Agricultural organisation TLU SA is gunning for police Minister Bheki Cele’s head and on Tuesday launched a campaign to get the minister fired.
It lamented the prevalence of “mismanagement” of the policing department under Cele’s leadership.
“Around 8 million pieces of evidence – many from gruesome farm attacks – were lost because the minister refuses to pay for an approved system within the approved budget.”
It alleges that sometimes “detectives must pay out of their own pockets for equipment, transport and uniforms because of poor management of resources, which affects their work”.

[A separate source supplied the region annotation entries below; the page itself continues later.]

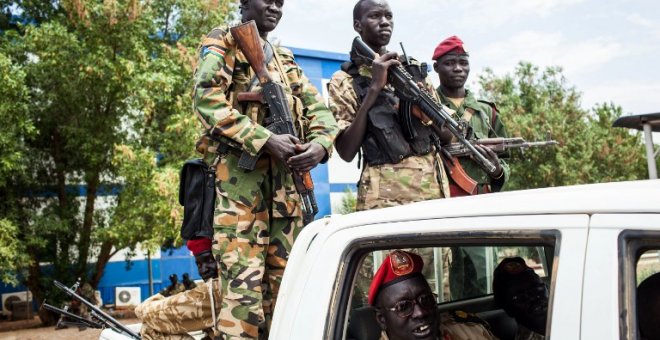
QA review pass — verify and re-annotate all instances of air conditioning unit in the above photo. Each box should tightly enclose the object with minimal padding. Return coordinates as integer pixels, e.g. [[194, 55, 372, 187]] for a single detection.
[[2, 291, 32, 315], [115, 287, 142, 308]]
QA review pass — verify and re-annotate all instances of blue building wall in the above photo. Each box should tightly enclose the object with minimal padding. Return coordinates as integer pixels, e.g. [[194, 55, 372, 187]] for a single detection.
[[0, 48, 355, 308]]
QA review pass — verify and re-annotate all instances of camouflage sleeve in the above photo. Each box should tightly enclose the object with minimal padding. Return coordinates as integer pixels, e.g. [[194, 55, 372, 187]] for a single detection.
[[279, 47, 339, 156], [328, 71, 359, 130], [193, 28, 272, 156]]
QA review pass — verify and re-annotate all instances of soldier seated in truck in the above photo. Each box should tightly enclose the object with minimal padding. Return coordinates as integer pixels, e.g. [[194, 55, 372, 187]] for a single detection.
[[637, 273, 660, 340], [368, 250, 497, 340], [493, 257, 548, 340]]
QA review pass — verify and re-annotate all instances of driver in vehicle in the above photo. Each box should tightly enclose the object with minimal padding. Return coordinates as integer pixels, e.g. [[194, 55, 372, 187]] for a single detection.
[[368, 250, 497, 340], [637, 273, 660, 340], [493, 257, 548, 340]]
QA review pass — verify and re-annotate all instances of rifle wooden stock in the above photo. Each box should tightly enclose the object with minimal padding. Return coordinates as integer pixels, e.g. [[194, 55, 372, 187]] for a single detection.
[[229, 20, 319, 225], [353, 37, 496, 173], [229, 20, 271, 84], [441, 153, 479, 195], [236, 92, 264, 104]]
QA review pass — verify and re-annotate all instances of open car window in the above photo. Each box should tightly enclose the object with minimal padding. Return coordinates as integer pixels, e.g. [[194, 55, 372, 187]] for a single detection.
[[342, 236, 559, 340], [352, 246, 549, 308]]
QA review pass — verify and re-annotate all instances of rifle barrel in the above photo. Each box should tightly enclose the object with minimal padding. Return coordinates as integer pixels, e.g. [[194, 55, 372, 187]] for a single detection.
[[353, 37, 496, 173], [41, 303, 103, 328], [53, 280, 141, 340]]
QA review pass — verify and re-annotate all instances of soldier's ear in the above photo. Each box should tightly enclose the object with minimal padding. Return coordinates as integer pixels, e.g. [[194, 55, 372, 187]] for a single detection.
[[353, 19, 362, 34], [374, 307, 387, 331]]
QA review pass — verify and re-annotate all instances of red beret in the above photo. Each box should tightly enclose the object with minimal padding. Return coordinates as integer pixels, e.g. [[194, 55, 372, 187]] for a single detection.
[[431, 35, 467, 60], [368, 250, 424, 306]]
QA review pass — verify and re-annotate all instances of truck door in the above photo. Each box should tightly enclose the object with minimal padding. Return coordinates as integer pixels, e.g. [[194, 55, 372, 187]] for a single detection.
[[581, 214, 660, 340]]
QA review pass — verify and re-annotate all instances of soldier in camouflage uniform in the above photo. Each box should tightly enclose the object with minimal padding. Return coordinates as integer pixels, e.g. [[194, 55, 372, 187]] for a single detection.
[[135, 280, 221, 340], [160, 274, 186, 297], [328, 0, 449, 304], [328, 0, 449, 210], [433, 36, 509, 300], [137, 0, 338, 339], [369, 250, 497, 340], [193, 0, 337, 339], [493, 257, 548, 340]]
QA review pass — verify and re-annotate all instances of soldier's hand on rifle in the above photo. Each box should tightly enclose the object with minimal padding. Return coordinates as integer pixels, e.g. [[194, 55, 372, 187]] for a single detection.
[[287, 142, 327, 173], [370, 52, 401, 92], [264, 135, 300, 162], [195, 250, 218, 281], [474, 145, 504, 179]]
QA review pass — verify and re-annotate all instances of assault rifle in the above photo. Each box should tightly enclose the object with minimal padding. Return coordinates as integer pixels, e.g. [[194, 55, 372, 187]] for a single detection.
[[353, 37, 496, 173], [42, 280, 141, 340], [229, 20, 319, 225], [442, 137, 559, 157]]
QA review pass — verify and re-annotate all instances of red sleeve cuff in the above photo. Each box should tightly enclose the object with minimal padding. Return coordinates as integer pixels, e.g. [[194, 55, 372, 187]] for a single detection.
[[186, 237, 211, 255]]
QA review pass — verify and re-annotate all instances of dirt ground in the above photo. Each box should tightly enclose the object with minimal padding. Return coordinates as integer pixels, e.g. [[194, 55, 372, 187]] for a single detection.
[[0, 318, 140, 340]]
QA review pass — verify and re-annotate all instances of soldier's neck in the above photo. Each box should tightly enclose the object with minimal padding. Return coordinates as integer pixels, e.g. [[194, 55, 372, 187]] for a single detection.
[[440, 85, 467, 98]]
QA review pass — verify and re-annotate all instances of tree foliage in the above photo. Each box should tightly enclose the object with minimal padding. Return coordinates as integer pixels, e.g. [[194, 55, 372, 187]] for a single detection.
[[0, 0, 235, 322], [479, 63, 646, 190]]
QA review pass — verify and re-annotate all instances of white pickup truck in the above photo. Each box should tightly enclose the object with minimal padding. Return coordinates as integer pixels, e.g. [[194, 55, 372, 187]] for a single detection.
[[102, 180, 660, 340]]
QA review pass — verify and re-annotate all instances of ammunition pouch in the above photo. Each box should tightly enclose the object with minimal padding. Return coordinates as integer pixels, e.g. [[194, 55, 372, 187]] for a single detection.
[[342, 62, 432, 166], [179, 159, 215, 240]]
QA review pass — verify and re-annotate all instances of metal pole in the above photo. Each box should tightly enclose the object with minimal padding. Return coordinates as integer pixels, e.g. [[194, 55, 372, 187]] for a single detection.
[[147, 250, 154, 296], [644, 123, 658, 179]]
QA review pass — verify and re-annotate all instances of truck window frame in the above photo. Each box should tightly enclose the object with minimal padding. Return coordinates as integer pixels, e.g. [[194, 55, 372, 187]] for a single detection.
[[618, 230, 660, 340], [325, 229, 561, 340]]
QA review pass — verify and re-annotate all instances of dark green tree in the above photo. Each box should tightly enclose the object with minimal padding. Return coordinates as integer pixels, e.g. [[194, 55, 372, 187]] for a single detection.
[[0, 0, 234, 323], [479, 63, 646, 190]]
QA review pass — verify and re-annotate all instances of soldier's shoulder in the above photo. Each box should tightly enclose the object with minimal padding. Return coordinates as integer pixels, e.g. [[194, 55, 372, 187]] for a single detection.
[[201, 26, 231, 47], [206, 25, 229, 39], [330, 70, 353, 86], [275, 46, 297, 65]]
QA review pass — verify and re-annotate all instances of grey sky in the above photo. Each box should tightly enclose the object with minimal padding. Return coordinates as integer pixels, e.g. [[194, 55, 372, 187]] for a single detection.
[[273, 0, 660, 118]]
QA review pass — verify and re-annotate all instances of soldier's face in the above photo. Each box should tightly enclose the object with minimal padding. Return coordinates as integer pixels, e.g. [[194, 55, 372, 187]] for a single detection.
[[242, 0, 284, 33], [353, 0, 394, 52], [376, 277, 439, 340], [433, 53, 470, 89]]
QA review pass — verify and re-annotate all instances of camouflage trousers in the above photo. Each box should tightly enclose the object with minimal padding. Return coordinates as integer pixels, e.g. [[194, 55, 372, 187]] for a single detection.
[[213, 176, 303, 339], [135, 280, 221, 340], [356, 152, 449, 211]]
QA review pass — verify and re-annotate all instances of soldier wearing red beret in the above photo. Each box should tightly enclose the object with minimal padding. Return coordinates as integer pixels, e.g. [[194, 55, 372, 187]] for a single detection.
[[433, 36, 509, 197], [433, 36, 509, 299], [369, 250, 497, 340]]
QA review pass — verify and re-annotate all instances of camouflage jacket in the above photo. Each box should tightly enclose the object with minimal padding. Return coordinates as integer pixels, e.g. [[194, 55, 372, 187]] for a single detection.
[[160, 282, 186, 296], [328, 60, 449, 210], [437, 87, 510, 191], [193, 28, 338, 217]]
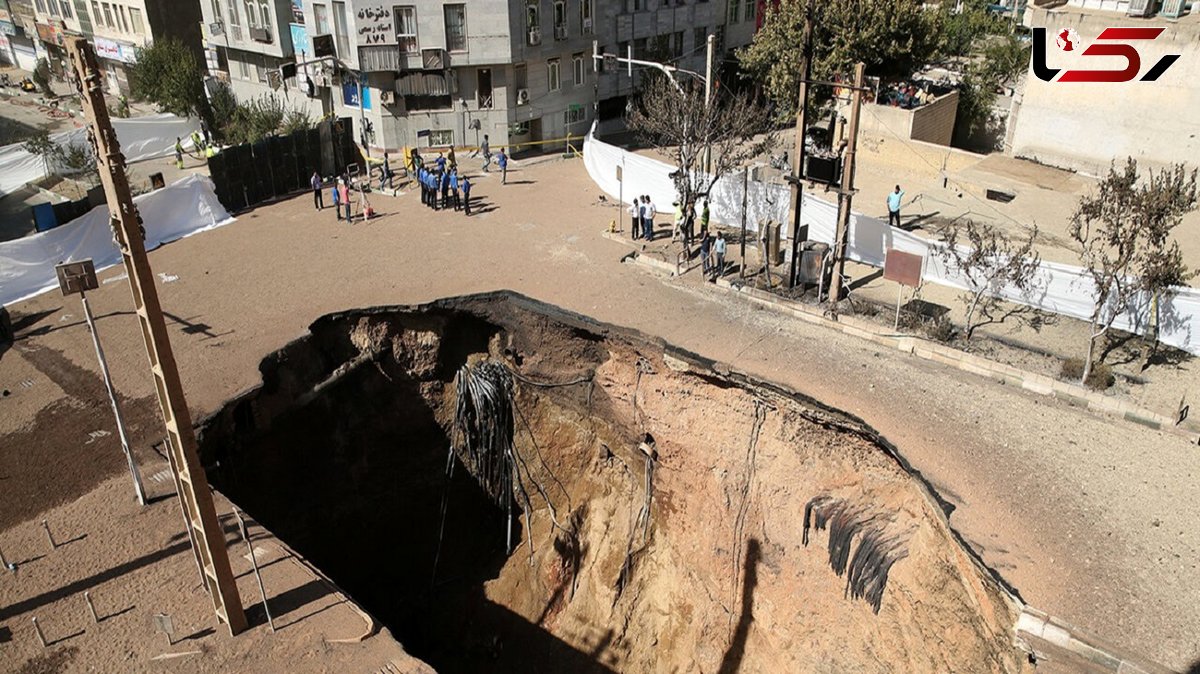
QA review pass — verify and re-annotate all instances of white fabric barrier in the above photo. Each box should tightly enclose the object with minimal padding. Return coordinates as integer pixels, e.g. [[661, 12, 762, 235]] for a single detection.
[[0, 176, 233, 305], [583, 123, 1200, 354], [0, 114, 200, 197]]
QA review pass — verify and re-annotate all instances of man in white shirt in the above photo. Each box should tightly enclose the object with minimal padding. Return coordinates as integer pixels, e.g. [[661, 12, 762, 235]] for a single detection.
[[646, 197, 659, 241]]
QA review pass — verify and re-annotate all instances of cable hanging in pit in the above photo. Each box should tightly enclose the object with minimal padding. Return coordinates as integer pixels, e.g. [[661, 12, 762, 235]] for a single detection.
[[433, 360, 592, 578]]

“Our problem lies not with police officers who support our farmers and walk the extra mile, but with criminals in the force and the number-one enemy of safety in the country, Bheki Cele,” said Geldenhuys.
“He must tsamaea!”
The organisation also blamed Cele for the snarl-up in DNA processing.
The parliamentary portfolio committee for police recently heard the Forensic Data Service switched off the police’s firearm permit system to manage thousands of official firearms. This was after allegations that the police neglected to pay for the software’s copyright licence, even though it had an approved budget, and the case went to court.
Forensic Data Service also handles the registration of the DNA evidence gathered at crime scenes.
TLU claims that as a result, more than “8 million pieces of evidence are lost”.
Parliament recently heard there is a testing backlog of 172,000 DNA tests.
To deal with the backlog nationwide, the SAPS has enlisted 150 new entry-level forensic analysts and 150 posts have been approved for the 2021-22 financial year.
The enlistments will take place with effect from 1 July.
There is a dedicated overtime budget of R18.5 million allocated to the National Forensic Science Laboratory to prioritise the DNA backlog processing and 1,360 forensic analysts have been trained so far.